- Other names: LMS

= Lenz microphthalmia syndrome =

Lenz microphthalmia syndrome is a very rare inherited disorder characterized by abnormal smallness of one or both eyes (microphthalmos) sometimes with droopy eyelids (blepharoptosis), resulting in visual impairment or blindness. Eye problems may include coloboma, microcornea, and glaucoma. Some affected infants may have complete absence of the eyes (anophthalmia). Most affected infants have developmental delay and intellectual disability, ranging from mild to severe. Other physical abnormalities associated with this disorder can include an unusually small head (microcephaly), and malformations of the teeth, ears, fingers or toes, skeleton, and genitourinary system. The range and severity of findings vary from case to case. Formal diagnosis criteria do not exist.

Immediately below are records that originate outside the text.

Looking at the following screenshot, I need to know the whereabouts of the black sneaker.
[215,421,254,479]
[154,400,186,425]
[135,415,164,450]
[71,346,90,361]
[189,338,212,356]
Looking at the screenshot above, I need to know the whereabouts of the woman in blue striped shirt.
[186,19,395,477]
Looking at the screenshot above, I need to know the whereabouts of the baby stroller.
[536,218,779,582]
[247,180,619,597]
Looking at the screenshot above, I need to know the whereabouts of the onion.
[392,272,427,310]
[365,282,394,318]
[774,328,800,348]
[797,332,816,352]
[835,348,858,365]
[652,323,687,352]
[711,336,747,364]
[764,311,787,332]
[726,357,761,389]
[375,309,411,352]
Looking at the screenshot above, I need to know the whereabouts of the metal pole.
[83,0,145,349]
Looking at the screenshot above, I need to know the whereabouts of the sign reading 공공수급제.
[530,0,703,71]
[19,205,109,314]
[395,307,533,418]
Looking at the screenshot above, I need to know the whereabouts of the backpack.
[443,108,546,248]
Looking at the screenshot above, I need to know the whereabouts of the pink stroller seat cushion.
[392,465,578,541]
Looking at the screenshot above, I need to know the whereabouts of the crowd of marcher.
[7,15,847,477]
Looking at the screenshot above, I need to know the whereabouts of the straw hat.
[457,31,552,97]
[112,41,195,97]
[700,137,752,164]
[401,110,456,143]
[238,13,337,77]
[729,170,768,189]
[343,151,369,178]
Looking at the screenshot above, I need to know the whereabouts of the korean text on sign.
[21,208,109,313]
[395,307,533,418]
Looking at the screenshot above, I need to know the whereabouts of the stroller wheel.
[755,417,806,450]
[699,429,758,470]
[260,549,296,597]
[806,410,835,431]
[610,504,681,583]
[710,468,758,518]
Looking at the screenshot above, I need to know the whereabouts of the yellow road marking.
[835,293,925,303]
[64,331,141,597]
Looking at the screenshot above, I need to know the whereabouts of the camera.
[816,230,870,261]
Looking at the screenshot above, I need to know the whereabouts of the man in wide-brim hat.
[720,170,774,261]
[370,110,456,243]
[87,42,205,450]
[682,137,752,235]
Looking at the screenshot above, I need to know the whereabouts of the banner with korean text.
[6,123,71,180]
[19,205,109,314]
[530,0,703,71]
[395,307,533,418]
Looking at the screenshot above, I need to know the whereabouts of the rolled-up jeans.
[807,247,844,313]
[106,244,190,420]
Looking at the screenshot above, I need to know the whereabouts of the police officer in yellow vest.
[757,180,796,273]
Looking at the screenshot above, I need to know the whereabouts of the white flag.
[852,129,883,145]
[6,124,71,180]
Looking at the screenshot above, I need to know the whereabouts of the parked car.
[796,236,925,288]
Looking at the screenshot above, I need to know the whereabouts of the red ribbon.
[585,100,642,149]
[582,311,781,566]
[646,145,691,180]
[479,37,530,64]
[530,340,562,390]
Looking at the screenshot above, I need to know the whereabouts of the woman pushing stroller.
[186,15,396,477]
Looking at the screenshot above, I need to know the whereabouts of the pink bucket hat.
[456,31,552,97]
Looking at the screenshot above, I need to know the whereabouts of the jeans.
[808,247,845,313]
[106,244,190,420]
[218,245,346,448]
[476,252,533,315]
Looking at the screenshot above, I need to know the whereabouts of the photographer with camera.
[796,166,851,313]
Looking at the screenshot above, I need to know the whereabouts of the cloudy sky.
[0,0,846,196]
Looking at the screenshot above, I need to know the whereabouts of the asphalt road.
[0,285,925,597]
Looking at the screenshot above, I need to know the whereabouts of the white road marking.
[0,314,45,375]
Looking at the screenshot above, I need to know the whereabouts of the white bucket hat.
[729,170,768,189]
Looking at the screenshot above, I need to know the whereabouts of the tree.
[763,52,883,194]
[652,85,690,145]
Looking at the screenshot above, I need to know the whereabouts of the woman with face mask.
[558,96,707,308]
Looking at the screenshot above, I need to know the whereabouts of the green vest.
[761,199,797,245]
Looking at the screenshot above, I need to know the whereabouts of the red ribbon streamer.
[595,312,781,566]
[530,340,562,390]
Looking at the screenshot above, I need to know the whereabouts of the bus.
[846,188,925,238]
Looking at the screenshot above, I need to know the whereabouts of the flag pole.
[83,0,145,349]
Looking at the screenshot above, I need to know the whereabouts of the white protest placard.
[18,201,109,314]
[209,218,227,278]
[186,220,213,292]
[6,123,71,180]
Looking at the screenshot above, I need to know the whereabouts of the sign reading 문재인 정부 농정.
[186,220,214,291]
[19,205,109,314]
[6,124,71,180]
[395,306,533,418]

Lenz microphthalmia syndrome is also known as LMS, Lenz syndrome, Lenz dysplasia, Lenz dysmorphogenetic syndrome, or microphthalmia with multiple associated anomalies (MAA: OMIM 309800). It is named after Widukind Lenz, a German geneticist and dysmorphologist.

==Genetics==
Lenz microphthalmia syndrome is inherited as an X-linked recessive genetic trait and is fully expressed in males only. Females who carry one copy of the disease gene (heterozygotes) may exhibit some of the symptoms associated with the disorder, such as an abnormally small head (microcephaly), short stature, or malformations of the fingers or toes. Molecular genetic testing of BCOR (MCOPS2 locus), the only gene known to be associated with Lenz microphthalmia syndrome, is available on a clinical basis. One additional locus on the X chromosome (MCOPS1) is known to be associated with LMS.

==Diagnosis==
===Differential diagnosis===
A somewhat similar X-linked syndrome of microphthalmia, called oculofaciocardiodental syndrome (OFCD) is associated with mutations in BCOR. OFCD syndrome is inherited in an X-linked dominant pattern with male lethality.